5 views 4 min 0 Comment

Comune di Messina, esplode la protesta: infruttuoso incontro con Sindaco. I sindacati proclamano lo stato di agitazione

- 22/06/2026
Comune di Messina

​Scontro aperto tra le organizzazioni sindacali e l’Amministrazione comunale.

Nel mirino delle critiche le decisioni unilaterali della Segretaria Generale e il presunto mancato rispetto degli accordi contrattuali.​

Il clima si fa teso a Palazzo Zanca. Le sigle sindacali FP CGIL, UIL FP, CSA e SILPOL, unitamente alla Rappresentanza Sindacale Unitaria (RSU), hanno ufficialmente proclamato lo stato di agitazione per tutto il personale del comparto che opera presso il Comune di Messina.

La decisione, comunicata formalmente al Prefetto, al Sindaco e alla Commissione di Garanzia di Roma, segna l’inizio di una vertenza che rischia di avere ripercussioni sulla macchina amministrativa.

​Le cause della rottura​

Al centro della protesta vi è il comportamento attribuito al Segretario Direttore Generale del Comune, la Dott.ssa Rossana Carrubba. I sindacati contestano in particolare la determinazione n. 5113 del 28 maggio 2026. Secondo le sigle, con questo atto il Segretario avrebbe modificato unilateralmente il contratto decentrato (CCDI) economico e normativo del 2024, rettificando una precedente graduatoria per le progressioni economiche all’interno delle aree senza alcuna comunicazione preventiva ai sindacati, alla RSU o ai dipendenti interessati.

Viene inoltre contestato il fatto che tale modifica sia avvenuta senza motivare lo scostamento dalle decisioni precedenti, nonostante la graduatoria provvisoria originaria risultasse conforme all’accordo di contrattazione siglato a dicembre 2023. ​

Ma le lamentele non si fermano alla singola delibera. Il documento di proclamazione denuncia una più ampia inosservanza del contratto normativo 2023/2025.

I rappresentanti dei lavoratori segnalano criticità specifiche: ​

Una volontà manifesta di tagliare istituti contrattuali come le indennità di responsabilità e di disagio, benché formalmente e regolarmente assegnate.

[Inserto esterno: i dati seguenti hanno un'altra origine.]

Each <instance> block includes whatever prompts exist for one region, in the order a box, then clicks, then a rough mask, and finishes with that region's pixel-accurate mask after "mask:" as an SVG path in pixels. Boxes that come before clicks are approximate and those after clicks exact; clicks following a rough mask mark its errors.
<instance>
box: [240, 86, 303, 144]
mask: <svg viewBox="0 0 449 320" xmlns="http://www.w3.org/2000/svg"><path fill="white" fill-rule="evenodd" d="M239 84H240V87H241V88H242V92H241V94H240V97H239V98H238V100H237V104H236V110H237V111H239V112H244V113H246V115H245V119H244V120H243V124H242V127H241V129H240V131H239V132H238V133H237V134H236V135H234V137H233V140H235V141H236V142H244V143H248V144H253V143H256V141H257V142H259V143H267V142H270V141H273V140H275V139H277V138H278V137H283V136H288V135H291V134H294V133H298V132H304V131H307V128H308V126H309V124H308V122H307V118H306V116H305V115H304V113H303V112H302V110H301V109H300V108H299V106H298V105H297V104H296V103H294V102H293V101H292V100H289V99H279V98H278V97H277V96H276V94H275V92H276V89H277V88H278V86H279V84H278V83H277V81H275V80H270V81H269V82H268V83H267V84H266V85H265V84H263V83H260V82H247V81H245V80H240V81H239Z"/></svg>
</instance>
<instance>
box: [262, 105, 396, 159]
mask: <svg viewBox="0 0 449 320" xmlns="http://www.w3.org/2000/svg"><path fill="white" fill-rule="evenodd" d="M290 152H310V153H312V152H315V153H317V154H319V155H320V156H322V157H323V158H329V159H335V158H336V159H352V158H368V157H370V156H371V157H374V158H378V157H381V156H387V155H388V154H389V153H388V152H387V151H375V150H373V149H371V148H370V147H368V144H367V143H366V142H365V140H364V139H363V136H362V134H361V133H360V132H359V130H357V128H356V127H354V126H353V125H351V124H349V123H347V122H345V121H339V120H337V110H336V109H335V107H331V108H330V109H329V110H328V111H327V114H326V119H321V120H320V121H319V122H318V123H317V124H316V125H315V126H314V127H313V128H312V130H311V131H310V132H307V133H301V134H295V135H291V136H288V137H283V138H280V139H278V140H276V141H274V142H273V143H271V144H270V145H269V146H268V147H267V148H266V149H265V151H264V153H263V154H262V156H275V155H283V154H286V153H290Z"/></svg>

​Il mancato pagamento del lavoro straordinario richiesto, sostituito, in presunta violazione di contratto, dall’imposizione del riposo compensativo. ​

La preannunciata negazione dei differenziali stipendiali (progressioni economiche) all’interno della Delibera di Giunta relativa alla nomina della Delegazione di Parte Pubblica. ​

Tutto questo, sottolineano i sindacati, sta avvenendo in violazione della contrattazione, venendo meno ai principi di correttezza, trasparenza e buona fede. ​

Un’assemblea partecipata e il vertice infruttuoso con il Sindaco​

L’escalation di malumori è culminata in un’assemblea dei lavoratori tenutasi il 16 del mese in corso, dalle 10:30 alle 13:30. L’incontro ha registrato una partecipazione molto alta dei dipendenti, i quali hanno deliberato l’avvio dello stato di agitazione per rispondere alle azioni dell’Amministrazione. ​Nel tentativo di sbloccare la situazione, si è tenuto un incontro diretto con il Sindaco di Messina, che tuttavia non ha prodotto i risultati sperati dai lavoratori e dai loro rappresentanti. ​

Le prossime mosse: diffide legali e minaccia di sciopero​

Le organizzazioni sindacali, rappresentate da Antonino Trino (FP CGIL), Livio Andronico (UIL FP), Pietro Fotia (CSA) e Giuseppe Gemellaro (SILPOL), hanno richiesto l’attivazione immediata della procedura di conciliazione prevista dall’art. 7 dell’accordo del comparto Enti Locali per i servizi pubblici essenziali. ​L’avvertimento, in caso di esito negativo, è categorico. Se non verranno ripristinate corrette relazioni sindacali e onorati gli accordi, la protesta si inasprirà inevitabilmente. I sindacati annunciano future azioni di lotta che includeranno il blocco delle prestazioni legate al salario accessorio e delle attività straordinarie non obbligatorie, fino ad arrivare ad assemblee e vere e proprie giornate di sciopero.

Parallelamente, le sigle si preparano ad agire in sede giudiziaria, ex art. 28 della Legge 300/70, per chiedere la disapplicazione della discussa determinazione n. 5113/2026 emanata dalla Segreteria Generale.